In light of voters going against Issue 31, Fougerousse said the department will continue to focus on updating its infrastructure while looking toward bigger capital projects.
“So we’ll still keep doing what we’re doing in regards to updating our parks and what we have, but moving toward bigger projects and obviously we’ll have to regroup as far as the aquatic center,” Fougerousse said.
He said the committee and department can’t hang its heads, and said he thought the group did well and will move on.
“It could have gone either way for obvious reasons, but we didn’t have a feeling whether good or bad,” Fougerousse said. “You’re always hoping for the best, you’re always looking for a positive outcome, but we get it, we live in a democracy for a reason.”
Residents had requested a year-round recreation center similar to what Avon has, but Mayor David Gillock said recreation centers are rarely self-sustaining, prompting the city to go with the aquatic center proposal.

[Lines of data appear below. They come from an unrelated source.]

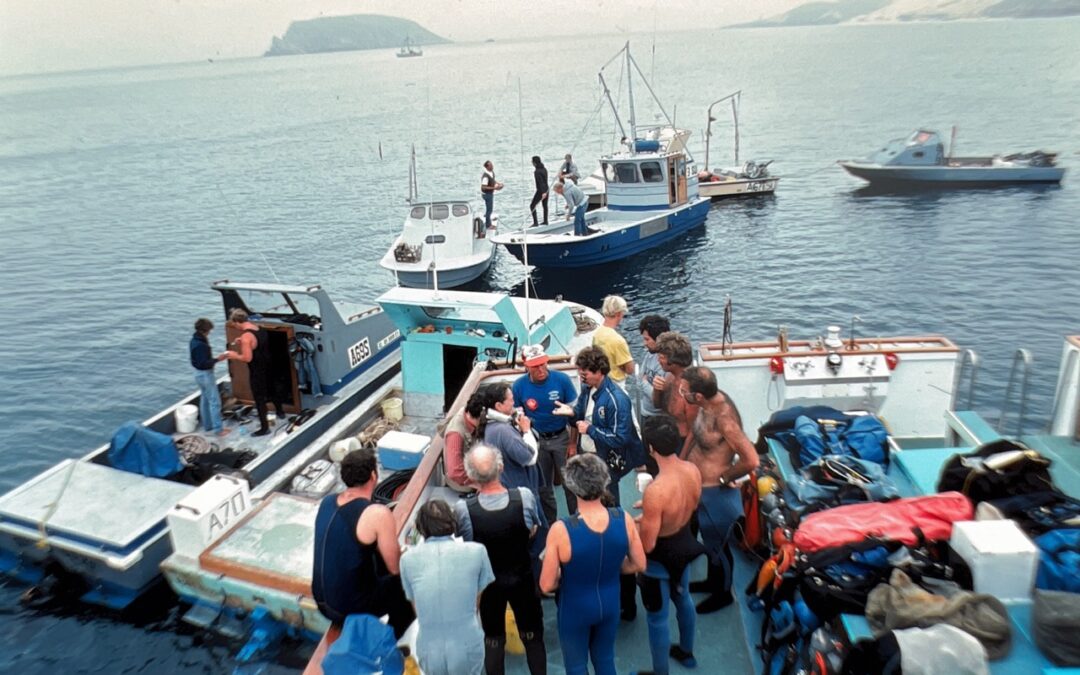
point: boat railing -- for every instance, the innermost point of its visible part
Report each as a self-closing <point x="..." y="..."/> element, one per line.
<point x="969" y="364"/>
<point x="1021" y="365"/>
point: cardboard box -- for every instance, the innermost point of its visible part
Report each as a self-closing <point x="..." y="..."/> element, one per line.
<point x="1002" y="558"/>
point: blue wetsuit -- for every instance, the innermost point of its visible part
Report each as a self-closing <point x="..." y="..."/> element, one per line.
<point x="589" y="594"/>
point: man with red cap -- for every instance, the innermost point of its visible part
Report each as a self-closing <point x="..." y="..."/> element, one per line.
<point x="540" y="393"/>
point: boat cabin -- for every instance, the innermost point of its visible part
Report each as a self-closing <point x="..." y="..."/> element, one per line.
<point x="922" y="148"/>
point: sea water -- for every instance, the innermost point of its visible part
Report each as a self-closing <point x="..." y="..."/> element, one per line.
<point x="124" y="193"/>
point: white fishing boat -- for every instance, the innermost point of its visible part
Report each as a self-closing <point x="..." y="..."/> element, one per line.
<point x="443" y="243"/>
<point x="920" y="161"/>
<point x="651" y="199"/>
<point x="105" y="526"/>
<point x="752" y="177"/>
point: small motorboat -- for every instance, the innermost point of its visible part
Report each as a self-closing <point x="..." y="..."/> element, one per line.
<point x="752" y="177"/>
<point x="920" y="161"/>
<point x="443" y="244"/>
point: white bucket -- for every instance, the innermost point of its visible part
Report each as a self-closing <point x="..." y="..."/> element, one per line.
<point x="392" y="409"/>
<point x="187" y="418"/>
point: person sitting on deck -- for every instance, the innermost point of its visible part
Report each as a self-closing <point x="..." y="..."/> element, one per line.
<point x="586" y="553"/>
<point x="444" y="577"/>
<point x="576" y="205"/>
<point x="356" y="553"/>
<point x="723" y="453"/>
<point x="504" y="521"/>
<point x="460" y="434"/>
<point x="667" y="505"/>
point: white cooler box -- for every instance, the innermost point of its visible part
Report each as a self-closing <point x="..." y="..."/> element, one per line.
<point x="206" y="513"/>
<point x="400" y="450"/>
<point x="1002" y="558"/>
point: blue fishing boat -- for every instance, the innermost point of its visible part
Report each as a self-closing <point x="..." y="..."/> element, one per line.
<point x="105" y="526"/>
<point x="652" y="198"/>
<point x="920" y="161"/>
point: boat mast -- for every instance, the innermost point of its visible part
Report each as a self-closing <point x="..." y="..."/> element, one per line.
<point x="630" y="98"/>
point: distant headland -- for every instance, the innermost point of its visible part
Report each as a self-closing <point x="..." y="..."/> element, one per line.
<point x="346" y="34"/>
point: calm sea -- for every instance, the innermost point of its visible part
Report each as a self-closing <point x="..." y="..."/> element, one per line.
<point x="124" y="192"/>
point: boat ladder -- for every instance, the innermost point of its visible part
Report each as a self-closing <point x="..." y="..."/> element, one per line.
<point x="969" y="364"/>
<point x="1022" y="364"/>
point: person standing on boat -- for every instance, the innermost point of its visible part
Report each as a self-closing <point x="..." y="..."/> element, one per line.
<point x="540" y="174"/>
<point x="605" y="427"/>
<point x="723" y="453"/>
<point x="488" y="186"/>
<point x="356" y="553"/>
<point x="576" y="205"/>
<point x="667" y="505"/>
<point x="444" y="577"/>
<point x="613" y="345"/>
<point x="460" y="433"/>
<point x="586" y="554"/>
<point x="253" y="348"/>
<point x="505" y="522"/>
<point x="675" y="354"/>
<point x="539" y="393"/>
<point x="203" y="362"/>
<point x="568" y="171"/>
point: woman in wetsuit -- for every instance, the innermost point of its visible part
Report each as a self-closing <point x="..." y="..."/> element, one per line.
<point x="585" y="554"/>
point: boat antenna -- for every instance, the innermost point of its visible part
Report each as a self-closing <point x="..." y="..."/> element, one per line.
<point x="254" y="240"/>
<point x="630" y="98"/>
<point x="710" y="119"/>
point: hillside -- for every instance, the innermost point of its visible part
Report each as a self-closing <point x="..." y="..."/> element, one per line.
<point x="343" y="34"/>
<point x="890" y="11"/>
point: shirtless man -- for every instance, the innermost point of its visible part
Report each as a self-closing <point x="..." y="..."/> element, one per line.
<point x="723" y="453"/>
<point x="667" y="504"/>
<point x="675" y="354"/>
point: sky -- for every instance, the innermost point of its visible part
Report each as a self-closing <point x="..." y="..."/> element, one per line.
<point x="40" y="36"/>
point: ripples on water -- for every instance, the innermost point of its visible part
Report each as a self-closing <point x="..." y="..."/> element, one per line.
<point x="123" y="193"/>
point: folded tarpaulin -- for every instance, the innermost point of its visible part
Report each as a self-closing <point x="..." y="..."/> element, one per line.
<point x="142" y="450"/>
<point x="905" y="521"/>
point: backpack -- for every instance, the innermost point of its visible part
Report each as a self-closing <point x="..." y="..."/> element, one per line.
<point x="1016" y="470"/>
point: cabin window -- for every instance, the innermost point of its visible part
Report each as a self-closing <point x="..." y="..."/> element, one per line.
<point x="651" y="172"/>
<point x="625" y="172"/>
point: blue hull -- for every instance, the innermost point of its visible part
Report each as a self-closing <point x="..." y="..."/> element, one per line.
<point x="615" y="245"/>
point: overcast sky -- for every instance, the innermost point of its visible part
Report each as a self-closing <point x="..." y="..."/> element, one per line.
<point x="64" y="35"/>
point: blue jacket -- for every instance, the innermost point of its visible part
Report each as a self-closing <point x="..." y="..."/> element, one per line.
<point x="612" y="423"/>
<point x="202" y="359"/>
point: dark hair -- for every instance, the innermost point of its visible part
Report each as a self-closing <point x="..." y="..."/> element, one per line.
<point x="653" y="325"/>
<point x="676" y="348"/>
<point x="358" y="467"/>
<point x="593" y="359"/>
<point x="435" y="518"/>
<point x="701" y="380"/>
<point x="660" y="433"/>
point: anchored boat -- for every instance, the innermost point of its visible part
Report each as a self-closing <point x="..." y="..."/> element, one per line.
<point x="443" y="244"/>
<point x="920" y="161"/>
<point x="107" y="527"/>
<point x="750" y="178"/>
<point x="651" y="198"/>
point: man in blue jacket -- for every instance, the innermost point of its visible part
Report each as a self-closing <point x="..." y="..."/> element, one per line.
<point x="605" y="426"/>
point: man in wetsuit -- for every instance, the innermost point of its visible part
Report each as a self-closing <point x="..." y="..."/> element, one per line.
<point x="667" y="504"/>
<point x="356" y="552"/>
<point x="675" y="354"/>
<point x="253" y="348"/>
<point x="723" y="453"/>
<point x="504" y="521"/>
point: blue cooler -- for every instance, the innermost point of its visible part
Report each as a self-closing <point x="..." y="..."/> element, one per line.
<point x="400" y="450"/>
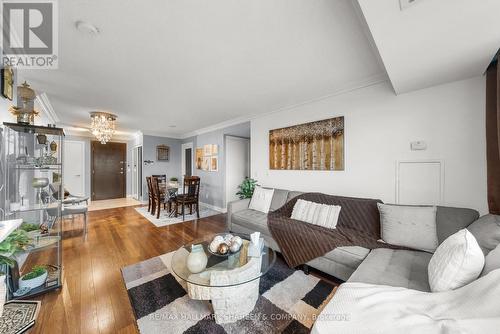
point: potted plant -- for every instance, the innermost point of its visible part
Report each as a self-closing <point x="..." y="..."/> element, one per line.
<point x="34" y="278"/>
<point x="246" y="188"/>
<point x="14" y="243"/>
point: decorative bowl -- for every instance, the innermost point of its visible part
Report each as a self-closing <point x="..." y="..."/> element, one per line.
<point x="40" y="182"/>
<point x="225" y="239"/>
<point x="34" y="282"/>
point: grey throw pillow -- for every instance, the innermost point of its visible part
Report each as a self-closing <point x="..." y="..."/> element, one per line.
<point x="487" y="232"/>
<point x="409" y="226"/>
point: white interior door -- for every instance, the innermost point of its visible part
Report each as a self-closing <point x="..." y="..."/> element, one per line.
<point x="237" y="164"/>
<point x="74" y="167"/>
<point x="187" y="160"/>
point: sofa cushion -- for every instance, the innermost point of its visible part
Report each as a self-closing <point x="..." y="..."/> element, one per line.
<point x="401" y="268"/>
<point x="487" y="232"/>
<point x="293" y="194"/>
<point x="279" y="199"/>
<point x="458" y="261"/>
<point x="451" y="220"/>
<point x="261" y="199"/>
<point x="409" y="226"/>
<point x="251" y="219"/>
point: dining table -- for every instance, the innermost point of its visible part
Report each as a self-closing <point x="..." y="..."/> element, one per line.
<point x="169" y="191"/>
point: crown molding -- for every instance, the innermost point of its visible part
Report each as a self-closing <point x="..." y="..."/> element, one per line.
<point x="47" y="108"/>
<point x="367" y="82"/>
<point x="162" y="134"/>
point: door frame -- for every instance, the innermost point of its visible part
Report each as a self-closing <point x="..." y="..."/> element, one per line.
<point x="84" y="170"/>
<point x="183" y="159"/>
<point x="124" y="163"/>
<point x="226" y="161"/>
<point x="139" y="181"/>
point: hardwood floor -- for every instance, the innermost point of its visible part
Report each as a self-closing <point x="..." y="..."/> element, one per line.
<point x="93" y="298"/>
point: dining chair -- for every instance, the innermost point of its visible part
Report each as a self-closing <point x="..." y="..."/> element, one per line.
<point x="158" y="197"/>
<point x="150" y="195"/>
<point x="190" y="196"/>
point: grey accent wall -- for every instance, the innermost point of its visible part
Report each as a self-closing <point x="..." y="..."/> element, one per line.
<point x="171" y="168"/>
<point x="213" y="184"/>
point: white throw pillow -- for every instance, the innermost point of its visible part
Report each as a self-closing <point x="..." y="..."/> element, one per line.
<point x="261" y="199"/>
<point x="409" y="226"/>
<point x="316" y="213"/>
<point x="491" y="261"/>
<point x="457" y="261"/>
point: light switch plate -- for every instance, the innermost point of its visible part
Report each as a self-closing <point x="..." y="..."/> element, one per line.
<point x="418" y="145"/>
<point x="407" y="3"/>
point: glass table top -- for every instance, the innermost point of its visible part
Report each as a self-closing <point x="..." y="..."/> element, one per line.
<point x="224" y="271"/>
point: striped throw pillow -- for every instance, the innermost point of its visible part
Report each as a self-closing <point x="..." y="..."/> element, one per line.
<point x="316" y="213"/>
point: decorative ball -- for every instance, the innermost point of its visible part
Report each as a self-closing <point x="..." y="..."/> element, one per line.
<point x="223" y="249"/>
<point x="235" y="247"/>
<point x="218" y="238"/>
<point x="236" y="240"/>
<point x="227" y="238"/>
<point x="214" y="246"/>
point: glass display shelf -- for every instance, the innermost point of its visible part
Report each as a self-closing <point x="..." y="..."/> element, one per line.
<point x="32" y="161"/>
<point x="35" y="207"/>
<point x="41" y="168"/>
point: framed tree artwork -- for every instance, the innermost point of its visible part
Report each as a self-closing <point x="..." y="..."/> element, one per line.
<point x="162" y="153"/>
<point x="199" y="158"/>
<point x="311" y="146"/>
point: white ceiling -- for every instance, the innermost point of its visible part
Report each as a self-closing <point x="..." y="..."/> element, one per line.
<point x="194" y="63"/>
<point x="433" y="41"/>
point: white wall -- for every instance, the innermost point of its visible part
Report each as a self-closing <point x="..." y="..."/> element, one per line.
<point x="378" y="129"/>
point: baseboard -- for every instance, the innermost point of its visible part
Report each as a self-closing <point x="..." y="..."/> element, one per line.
<point x="213" y="207"/>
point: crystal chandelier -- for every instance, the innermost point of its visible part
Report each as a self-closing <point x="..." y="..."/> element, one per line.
<point x="102" y="125"/>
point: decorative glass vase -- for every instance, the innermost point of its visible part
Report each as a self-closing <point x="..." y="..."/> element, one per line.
<point x="197" y="259"/>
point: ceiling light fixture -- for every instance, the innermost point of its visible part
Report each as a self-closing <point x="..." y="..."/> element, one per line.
<point x="87" y="28"/>
<point x="102" y="125"/>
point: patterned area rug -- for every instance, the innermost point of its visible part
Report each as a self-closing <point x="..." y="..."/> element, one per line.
<point x="289" y="301"/>
<point x="165" y="220"/>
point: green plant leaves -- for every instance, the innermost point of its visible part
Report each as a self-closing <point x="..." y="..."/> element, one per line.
<point x="246" y="188"/>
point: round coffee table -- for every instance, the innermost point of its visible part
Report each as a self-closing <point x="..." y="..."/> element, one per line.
<point x="231" y="283"/>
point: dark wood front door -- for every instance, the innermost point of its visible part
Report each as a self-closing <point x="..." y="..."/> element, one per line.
<point x="108" y="170"/>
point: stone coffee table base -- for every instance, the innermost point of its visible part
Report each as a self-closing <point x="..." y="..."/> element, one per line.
<point x="234" y="301"/>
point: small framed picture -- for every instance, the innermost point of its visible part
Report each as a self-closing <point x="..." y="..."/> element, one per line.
<point x="199" y="158"/>
<point x="7" y="78"/>
<point x="207" y="150"/>
<point x="214" y="164"/>
<point x="206" y="164"/>
<point x="162" y="153"/>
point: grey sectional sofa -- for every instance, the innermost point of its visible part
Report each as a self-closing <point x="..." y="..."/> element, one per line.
<point x="357" y="264"/>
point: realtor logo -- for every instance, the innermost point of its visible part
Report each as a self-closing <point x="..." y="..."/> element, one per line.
<point x="29" y="34"/>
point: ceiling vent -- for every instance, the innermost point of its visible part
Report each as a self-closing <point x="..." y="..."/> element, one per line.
<point x="405" y="4"/>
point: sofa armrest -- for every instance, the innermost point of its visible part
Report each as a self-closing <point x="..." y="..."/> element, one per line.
<point x="236" y="206"/>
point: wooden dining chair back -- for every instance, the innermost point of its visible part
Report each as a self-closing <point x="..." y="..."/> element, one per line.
<point x="150" y="195"/>
<point x="192" y="186"/>
<point x="158" y="197"/>
<point x="190" y="195"/>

A full recreation center would have to be subsidized from the general fund, Gillock said, while the aquatic center would have been estimated to generate about $50,000 a year in revenue, according to a 2017 done by Brandstetter Carroll Inc.
The center would have included a 25-meter lap pool, plunge pool, zero-depth entry activity pool, lazy river, two slides, and interactive elements similar to what is in the city’s splash pad. It would have been open from roughly Memorial Day to Labor Day, with passes open to city residents. Passes for a family of four or more would have cost roughly $227 with individual passes priced at $85 and youth passes at $60.
“That’s too bad, I know we had a good group that worked really hard on it,” Gillock said. “It wasn’t a very expensive project to the average homeowner. It was one of the things that was highly requested on our surveys, so we were optimistic, but it is hard to pass levies. But we’ll take a look at it and see where we go from there.”